Haskell's hash tables revisited: part 2

Our previous blog post contained several benchmark results comparing the new GHC 6.12.3 with F#. We have since discovered some other points of interest regarding this benchmark.

Firstly, the results for Haskell rely on the use of a garbage collector that prevents parallelism. If the more modern multicore-friendly GC is used (by compiling with -threaded and running with +RTS -N8) then the time taken increases from 4.5s to 10.6s. This is over 2× slower than before and now over 13× slower than F#. Naturally, the F# was already using the multicore-capable .NET garbage collector so this was an unfair bias in favor of Haskell.

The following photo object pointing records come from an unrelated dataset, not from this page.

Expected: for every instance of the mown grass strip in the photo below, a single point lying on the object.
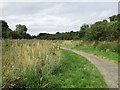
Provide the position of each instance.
(77, 72)
(112, 56)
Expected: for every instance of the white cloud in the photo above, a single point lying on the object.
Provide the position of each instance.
(53, 17)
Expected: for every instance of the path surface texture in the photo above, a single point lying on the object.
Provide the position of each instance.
(108, 69)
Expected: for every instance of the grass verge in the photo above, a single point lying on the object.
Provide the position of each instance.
(76, 72)
(112, 56)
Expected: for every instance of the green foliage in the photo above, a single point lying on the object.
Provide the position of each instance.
(77, 72)
(21, 29)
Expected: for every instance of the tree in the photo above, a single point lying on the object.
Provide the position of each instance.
(21, 29)
(83, 29)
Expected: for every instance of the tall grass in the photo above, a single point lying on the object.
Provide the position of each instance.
(28, 63)
(109, 50)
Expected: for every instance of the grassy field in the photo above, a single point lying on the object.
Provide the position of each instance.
(28, 63)
(104, 49)
(77, 72)
(41, 64)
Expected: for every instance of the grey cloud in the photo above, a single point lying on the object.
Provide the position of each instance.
(36, 13)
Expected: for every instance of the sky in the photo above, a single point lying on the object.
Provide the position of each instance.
(52, 17)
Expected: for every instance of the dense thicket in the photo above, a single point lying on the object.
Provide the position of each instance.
(101, 30)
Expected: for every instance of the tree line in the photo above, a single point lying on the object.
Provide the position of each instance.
(101, 30)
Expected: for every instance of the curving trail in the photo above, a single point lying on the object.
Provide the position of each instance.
(108, 69)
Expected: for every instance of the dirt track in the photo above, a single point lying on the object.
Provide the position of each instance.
(108, 69)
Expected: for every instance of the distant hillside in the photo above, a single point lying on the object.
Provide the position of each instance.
(102, 30)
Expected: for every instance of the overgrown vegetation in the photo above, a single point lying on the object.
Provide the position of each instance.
(41, 64)
(28, 63)
(77, 72)
(105, 49)
(101, 30)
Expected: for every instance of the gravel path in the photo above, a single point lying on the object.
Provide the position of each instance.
(108, 69)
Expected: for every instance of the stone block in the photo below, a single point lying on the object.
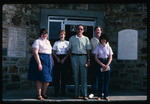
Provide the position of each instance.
(5, 69)
(127, 82)
(15, 78)
(123, 75)
(26, 85)
(13, 69)
(12, 86)
(21, 62)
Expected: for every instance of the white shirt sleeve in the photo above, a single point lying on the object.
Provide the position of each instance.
(35, 44)
(110, 51)
(55, 46)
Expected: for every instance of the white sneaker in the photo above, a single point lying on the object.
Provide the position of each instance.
(91, 95)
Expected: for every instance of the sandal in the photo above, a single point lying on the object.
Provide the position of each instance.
(45, 96)
(98, 98)
(40, 97)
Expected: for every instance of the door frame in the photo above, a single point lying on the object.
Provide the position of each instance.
(45, 13)
(70, 22)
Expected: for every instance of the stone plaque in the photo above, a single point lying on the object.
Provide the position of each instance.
(16, 42)
(127, 44)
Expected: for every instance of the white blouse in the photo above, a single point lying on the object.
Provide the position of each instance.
(61, 47)
(103, 52)
(44, 46)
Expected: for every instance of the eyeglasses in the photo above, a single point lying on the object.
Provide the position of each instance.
(79, 29)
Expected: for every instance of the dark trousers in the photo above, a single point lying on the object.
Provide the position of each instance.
(103, 80)
(93, 73)
(60, 76)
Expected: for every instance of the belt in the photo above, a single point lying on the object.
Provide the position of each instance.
(61, 55)
(103, 58)
(78, 54)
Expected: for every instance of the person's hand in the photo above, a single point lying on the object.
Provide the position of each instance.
(88, 64)
(104, 67)
(58, 60)
(40, 67)
(62, 61)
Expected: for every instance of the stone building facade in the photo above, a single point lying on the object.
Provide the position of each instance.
(126, 75)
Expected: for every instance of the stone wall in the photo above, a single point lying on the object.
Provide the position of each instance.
(128, 75)
(125, 75)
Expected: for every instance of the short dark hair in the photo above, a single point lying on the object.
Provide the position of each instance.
(98, 27)
(62, 31)
(42, 31)
(79, 25)
(103, 36)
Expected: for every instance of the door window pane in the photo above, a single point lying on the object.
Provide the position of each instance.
(54, 28)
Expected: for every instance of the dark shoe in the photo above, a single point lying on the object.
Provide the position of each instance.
(40, 97)
(63, 94)
(99, 98)
(77, 97)
(45, 96)
(56, 94)
(85, 98)
(107, 99)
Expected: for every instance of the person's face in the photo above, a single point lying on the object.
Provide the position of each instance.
(80, 29)
(103, 41)
(62, 36)
(44, 36)
(98, 32)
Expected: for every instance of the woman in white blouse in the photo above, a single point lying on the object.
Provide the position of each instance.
(103, 56)
(40, 66)
(60, 53)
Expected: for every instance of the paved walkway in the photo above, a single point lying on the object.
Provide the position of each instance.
(29, 96)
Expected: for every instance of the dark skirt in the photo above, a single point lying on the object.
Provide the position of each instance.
(46, 74)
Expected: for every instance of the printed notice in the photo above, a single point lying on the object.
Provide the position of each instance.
(16, 42)
(127, 44)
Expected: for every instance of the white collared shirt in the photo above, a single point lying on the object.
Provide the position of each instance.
(94, 43)
(61, 47)
(78, 37)
(44, 46)
(103, 52)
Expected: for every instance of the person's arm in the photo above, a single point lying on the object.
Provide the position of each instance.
(37, 58)
(88, 56)
(99, 62)
(109, 61)
(63, 60)
(55, 56)
(52, 59)
(69, 51)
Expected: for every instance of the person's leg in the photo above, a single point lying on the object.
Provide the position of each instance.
(45, 85)
(100, 83)
(63, 79)
(83, 72)
(75, 68)
(106, 83)
(39, 86)
(94, 74)
(56, 78)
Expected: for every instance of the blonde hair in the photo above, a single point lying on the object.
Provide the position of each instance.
(62, 31)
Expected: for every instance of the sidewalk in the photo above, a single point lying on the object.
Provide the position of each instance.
(29, 96)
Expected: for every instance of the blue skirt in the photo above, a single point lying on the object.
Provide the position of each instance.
(46, 74)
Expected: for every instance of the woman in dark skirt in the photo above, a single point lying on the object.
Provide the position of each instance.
(103, 56)
(40, 66)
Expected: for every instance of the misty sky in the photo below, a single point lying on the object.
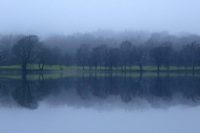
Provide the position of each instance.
(69, 16)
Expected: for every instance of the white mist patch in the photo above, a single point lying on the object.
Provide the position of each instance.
(84, 120)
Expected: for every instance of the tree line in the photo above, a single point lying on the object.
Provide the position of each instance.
(31, 50)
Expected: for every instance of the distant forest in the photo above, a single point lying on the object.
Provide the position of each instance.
(100, 51)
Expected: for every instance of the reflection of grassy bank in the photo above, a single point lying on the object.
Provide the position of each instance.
(79, 73)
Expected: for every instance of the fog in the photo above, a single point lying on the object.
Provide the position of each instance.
(66, 17)
(67, 119)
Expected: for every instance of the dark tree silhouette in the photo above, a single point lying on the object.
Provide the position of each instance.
(25, 51)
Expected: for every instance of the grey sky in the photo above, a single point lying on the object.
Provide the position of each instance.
(69, 16)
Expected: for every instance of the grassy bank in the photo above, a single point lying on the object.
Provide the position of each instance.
(62, 67)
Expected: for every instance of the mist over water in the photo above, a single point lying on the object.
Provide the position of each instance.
(99, 66)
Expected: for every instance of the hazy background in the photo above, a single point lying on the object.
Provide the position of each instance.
(46, 17)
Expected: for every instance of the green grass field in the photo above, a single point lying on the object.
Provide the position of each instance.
(62, 67)
(56, 72)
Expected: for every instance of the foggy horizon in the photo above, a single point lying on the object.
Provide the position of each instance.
(68, 17)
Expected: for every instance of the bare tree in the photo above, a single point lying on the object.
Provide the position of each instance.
(25, 51)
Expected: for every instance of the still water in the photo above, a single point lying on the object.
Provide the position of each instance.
(100, 105)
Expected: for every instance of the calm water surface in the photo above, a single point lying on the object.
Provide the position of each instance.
(100, 105)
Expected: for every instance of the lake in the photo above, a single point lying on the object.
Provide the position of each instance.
(100, 104)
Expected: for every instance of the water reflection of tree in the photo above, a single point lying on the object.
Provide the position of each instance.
(23, 94)
(28, 93)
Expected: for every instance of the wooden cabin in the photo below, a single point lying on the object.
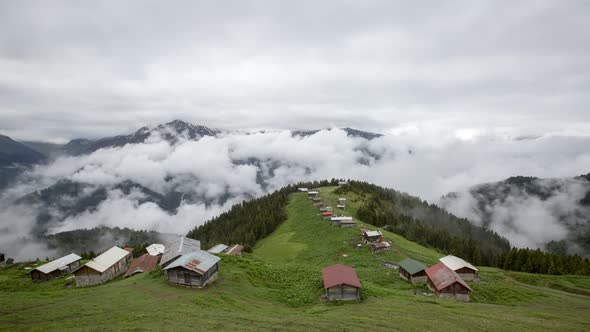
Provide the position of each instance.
(467, 271)
(372, 236)
(195, 269)
(341, 283)
(57, 268)
(380, 246)
(413, 271)
(343, 221)
(313, 193)
(180, 246)
(142, 264)
(444, 282)
(108, 265)
(155, 249)
(218, 249)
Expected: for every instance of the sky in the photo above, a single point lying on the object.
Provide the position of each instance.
(92, 69)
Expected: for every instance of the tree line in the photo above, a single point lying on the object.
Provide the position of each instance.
(429, 225)
(250, 221)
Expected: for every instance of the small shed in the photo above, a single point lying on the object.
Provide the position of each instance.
(180, 246)
(467, 271)
(372, 236)
(380, 246)
(413, 271)
(218, 249)
(56, 268)
(327, 214)
(143, 263)
(341, 283)
(104, 267)
(195, 269)
(155, 249)
(444, 282)
(343, 221)
(236, 250)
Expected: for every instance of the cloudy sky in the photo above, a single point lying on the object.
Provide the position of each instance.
(94, 68)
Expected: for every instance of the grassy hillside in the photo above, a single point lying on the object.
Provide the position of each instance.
(279, 284)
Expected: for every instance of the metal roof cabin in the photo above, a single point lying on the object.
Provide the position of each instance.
(177, 248)
(56, 268)
(104, 267)
(467, 271)
(341, 283)
(343, 221)
(413, 271)
(142, 264)
(372, 236)
(195, 269)
(155, 249)
(380, 246)
(444, 282)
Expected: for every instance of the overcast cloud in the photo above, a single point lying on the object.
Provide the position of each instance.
(89, 69)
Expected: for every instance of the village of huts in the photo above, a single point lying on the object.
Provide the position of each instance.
(185, 264)
(445, 279)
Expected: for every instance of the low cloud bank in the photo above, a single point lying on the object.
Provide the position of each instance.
(238, 166)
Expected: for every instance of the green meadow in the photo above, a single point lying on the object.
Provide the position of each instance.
(278, 287)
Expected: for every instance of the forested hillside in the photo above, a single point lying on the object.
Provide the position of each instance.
(248, 222)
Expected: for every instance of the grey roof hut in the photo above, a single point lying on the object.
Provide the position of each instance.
(195, 269)
(56, 268)
(177, 248)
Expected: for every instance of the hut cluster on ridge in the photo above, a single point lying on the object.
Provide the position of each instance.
(185, 264)
(182, 260)
(445, 279)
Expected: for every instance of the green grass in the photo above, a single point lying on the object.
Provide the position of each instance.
(278, 286)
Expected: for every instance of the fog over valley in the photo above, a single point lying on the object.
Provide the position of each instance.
(170, 182)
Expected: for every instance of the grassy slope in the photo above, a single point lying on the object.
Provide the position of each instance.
(279, 285)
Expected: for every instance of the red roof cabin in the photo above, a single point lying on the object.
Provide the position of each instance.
(445, 282)
(341, 283)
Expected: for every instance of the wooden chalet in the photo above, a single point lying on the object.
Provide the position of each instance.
(372, 236)
(313, 193)
(380, 246)
(104, 267)
(218, 249)
(327, 215)
(142, 264)
(56, 268)
(195, 269)
(341, 283)
(343, 221)
(155, 249)
(467, 271)
(444, 282)
(413, 271)
(180, 246)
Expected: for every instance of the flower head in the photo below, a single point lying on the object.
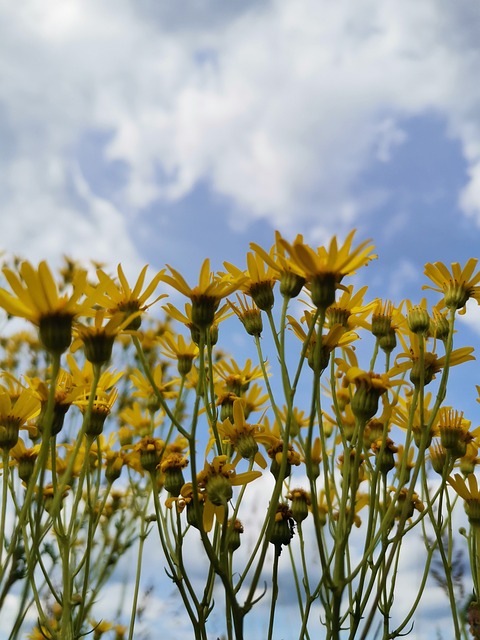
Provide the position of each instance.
(206, 296)
(324, 269)
(470, 494)
(119, 296)
(37, 299)
(457, 286)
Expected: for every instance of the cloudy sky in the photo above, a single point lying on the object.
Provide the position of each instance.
(162, 132)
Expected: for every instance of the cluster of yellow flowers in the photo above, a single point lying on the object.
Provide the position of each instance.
(367, 442)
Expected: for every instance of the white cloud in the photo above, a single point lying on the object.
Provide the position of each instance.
(277, 106)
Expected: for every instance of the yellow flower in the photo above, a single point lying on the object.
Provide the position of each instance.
(324, 269)
(248, 314)
(257, 282)
(98, 339)
(349, 310)
(119, 296)
(101, 408)
(206, 296)
(24, 458)
(470, 494)
(432, 364)
(289, 274)
(216, 483)
(243, 437)
(175, 346)
(14, 414)
(458, 286)
(37, 299)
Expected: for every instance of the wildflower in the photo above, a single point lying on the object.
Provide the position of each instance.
(237, 379)
(470, 494)
(37, 299)
(149, 453)
(216, 482)
(369, 387)
(257, 282)
(249, 315)
(387, 322)
(14, 414)
(453, 428)
(177, 348)
(100, 409)
(301, 503)
(172, 466)
(431, 364)
(206, 296)
(235, 531)
(325, 269)
(283, 528)
(337, 336)
(418, 319)
(418, 422)
(242, 436)
(290, 276)
(348, 311)
(98, 339)
(66, 391)
(458, 286)
(275, 453)
(120, 297)
(24, 458)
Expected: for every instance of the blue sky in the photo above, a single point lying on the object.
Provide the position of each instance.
(164, 132)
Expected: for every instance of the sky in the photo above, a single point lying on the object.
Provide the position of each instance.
(153, 131)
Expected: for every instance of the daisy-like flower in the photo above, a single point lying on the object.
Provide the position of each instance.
(237, 379)
(248, 314)
(432, 364)
(206, 296)
(36, 298)
(324, 269)
(14, 414)
(369, 387)
(143, 388)
(83, 377)
(457, 286)
(349, 310)
(101, 408)
(98, 339)
(119, 296)
(186, 318)
(418, 422)
(66, 391)
(470, 494)
(175, 346)
(216, 483)
(289, 274)
(258, 281)
(243, 437)
(337, 336)
(24, 459)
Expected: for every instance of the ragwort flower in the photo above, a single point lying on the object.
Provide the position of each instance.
(458, 286)
(470, 494)
(206, 296)
(119, 296)
(324, 269)
(37, 299)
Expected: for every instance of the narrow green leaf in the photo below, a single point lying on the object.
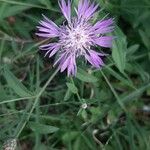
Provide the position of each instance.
(86, 77)
(72, 88)
(42, 129)
(15, 84)
(119, 49)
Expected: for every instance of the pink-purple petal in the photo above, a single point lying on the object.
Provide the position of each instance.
(104, 41)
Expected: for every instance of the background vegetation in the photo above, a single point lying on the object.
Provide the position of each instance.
(117, 116)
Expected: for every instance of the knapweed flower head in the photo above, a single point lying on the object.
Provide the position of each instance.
(77, 37)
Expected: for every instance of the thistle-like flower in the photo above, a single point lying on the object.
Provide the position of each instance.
(77, 36)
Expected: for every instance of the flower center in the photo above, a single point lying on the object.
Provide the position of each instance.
(76, 39)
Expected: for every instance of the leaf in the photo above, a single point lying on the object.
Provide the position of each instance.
(15, 84)
(42, 129)
(145, 38)
(132, 49)
(67, 95)
(72, 88)
(119, 49)
(135, 94)
(86, 77)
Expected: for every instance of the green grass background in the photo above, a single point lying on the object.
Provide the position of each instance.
(43, 110)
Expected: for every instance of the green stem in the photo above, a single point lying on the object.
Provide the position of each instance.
(36, 101)
(114, 92)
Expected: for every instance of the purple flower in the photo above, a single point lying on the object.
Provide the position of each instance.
(76, 38)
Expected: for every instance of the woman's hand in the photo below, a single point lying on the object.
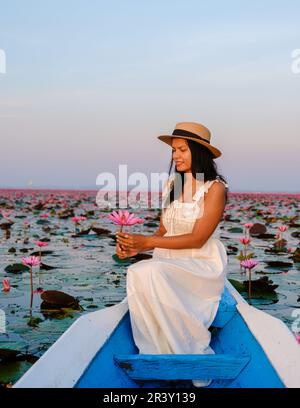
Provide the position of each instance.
(133, 242)
(124, 254)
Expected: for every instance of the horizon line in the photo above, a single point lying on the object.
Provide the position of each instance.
(123, 191)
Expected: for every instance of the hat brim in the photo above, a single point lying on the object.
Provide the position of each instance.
(168, 139)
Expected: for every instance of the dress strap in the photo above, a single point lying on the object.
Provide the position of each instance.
(205, 187)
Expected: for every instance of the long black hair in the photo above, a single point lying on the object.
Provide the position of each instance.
(202, 162)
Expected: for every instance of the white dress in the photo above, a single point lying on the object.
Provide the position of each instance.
(173, 297)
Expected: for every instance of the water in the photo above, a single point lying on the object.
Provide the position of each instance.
(86, 268)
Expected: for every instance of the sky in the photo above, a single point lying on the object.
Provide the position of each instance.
(90, 85)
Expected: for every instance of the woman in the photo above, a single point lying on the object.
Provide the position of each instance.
(173, 298)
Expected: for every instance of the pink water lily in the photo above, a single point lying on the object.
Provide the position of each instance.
(248, 225)
(31, 261)
(124, 218)
(6, 285)
(38, 291)
(249, 263)
(41, 243)
(78, 219)
(245, 240)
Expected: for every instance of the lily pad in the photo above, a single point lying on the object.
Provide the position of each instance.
(236, 230)
(16, 268)
(257, 229)
(47, 267)
(59, 299)
(279, 264)
(101, 231)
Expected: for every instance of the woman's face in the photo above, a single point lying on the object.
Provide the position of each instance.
(181, 155)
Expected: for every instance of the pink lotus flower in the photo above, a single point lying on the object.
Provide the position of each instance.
(282, 228)
(38, 291)
(78, 219)
(41, 243)
(248, 225)
(124, 218)
(249, 263)
(31, 261)
(245, 241)
(6, 285)
(7, 214)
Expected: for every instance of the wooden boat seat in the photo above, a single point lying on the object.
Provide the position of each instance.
(226, 310)
(188, 366)
(181, 366)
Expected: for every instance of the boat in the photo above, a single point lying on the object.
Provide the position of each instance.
(252, 350)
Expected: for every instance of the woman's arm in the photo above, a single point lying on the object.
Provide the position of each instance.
(214, 204)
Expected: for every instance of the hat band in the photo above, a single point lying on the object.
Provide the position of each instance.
(180, 132)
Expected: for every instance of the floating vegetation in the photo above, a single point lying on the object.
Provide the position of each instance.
(96, 273)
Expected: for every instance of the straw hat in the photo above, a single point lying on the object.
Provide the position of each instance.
(192, 131)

Secondly, the Haskell code exploits an algorithmic optimization on the assumption that the keys are unique. This is often not the case in practice and, again, the F# code did not exploit such an assumption so this was another unfair bias in favor of Haskell. A fairer comparison may be obtained by changing from the insert function to the update function in the Haskell code. Again, this incurs a substantial performance penalty and increases the time taken to 20.6.

With these alterations, Haskell becomes 26× slower than F# on this benchmark even with the latest GHC. Although these latest improvements are a step in the right direction, it seems that Haskell still has a long way to go before attaining competitive performance with mutable data structures.